Snake inserted the first video in the DVD player. It was called Kenny’s Poolside Adventure. “If the kid’s watching this, she’s gonna get an education,” she said, and pushed PLAY.
Nut was sitting beside Barry and feeding him more juice . . . when he could, that was. Barry had begun to cycle for real. He had little interest in juice and none at all in the poolside ménage à trois. He only looked at the screen because those were their orders. Each time he came back to his solid form, he groaned louder.
“Crow,” he said. “Get with me, Daddy.”
Crow was beside him in an instant, elbowing Walnut aside.
“Lean close,” Barry whispered, and—after one uneasy moment—Crow did as he was asked.
Barry opened his mouth, but the next cycle started before he could speak. His skin turned milky, then thinned to transparency. Crow could see his teeth locked together, the sockets that held his pain-filled eyes, and—worst of all—the shadowy crenellations of his brain. He waited, holding a hand that was no longer a hand but only a nestle of bones. Somewhere, at a great distance, that twanky disco music went on and on. Crow thought, They must be on drugs. You couldn’t f**k to music like that unless you were.
Slowly, slowly, Barry the Chink grew dense again. This time he screamed as he came back. Sweat stood out on his brow. So did the red spots, now so bright they looked like beads of blood.

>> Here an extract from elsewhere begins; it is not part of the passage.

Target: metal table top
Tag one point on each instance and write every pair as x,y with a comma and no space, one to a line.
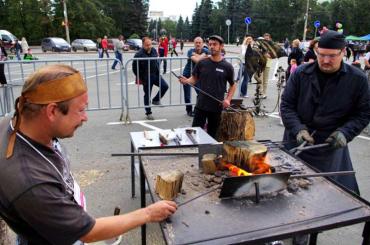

He wet his lips and said, “Listen to me.”
Crow listened.
4
Dan did his best to empty his mind so Abra could fill it. He had driven the Riv out to Cloud Gap often enough for it to be almost automatic, and John was riding back by the caboose with the guns (two automatic pistols and Billy’s deer rifle). Out of sight, out of mind. Or almost. You couldn’t completely lose yourself even while you were asleep, but Abra’s presence was large enough to be a little scary. Dan thought if she stayed inside his head long enough, and kept broadcasting at her current power, he would soon be shopping for snappy sandals and matching accessories. Not to mention mooning over the groovy boys who made up the band ’Round Here.
It helped that she had insisted—at the last minute—that he take Hoppy, her old stuffed rabbit. “It will give me something to focus on,” she had said, all of them unaware that a not-quite-human gentleman whose rube name was Barry Smith would have understood perfectly. He had learned the trick from Grampa Flick, and used it many times.
It also helped that Dave Stone kept up a constant stream of family stories, many of which Abra had never heard before. And still, Dan wasn’t convinced any of this would have worked if the one in charge of finding her hadn’t been sick.
“Can’t the others do this location thing?” he had asked her.
“The lady in the hat could, even from halfway across the country, but she’s staying out of it.” That unsettling smile had once more curved Abra’s lips and exposed the tips of her teeth. It made her look far older than her years. “Rose is scared of me.”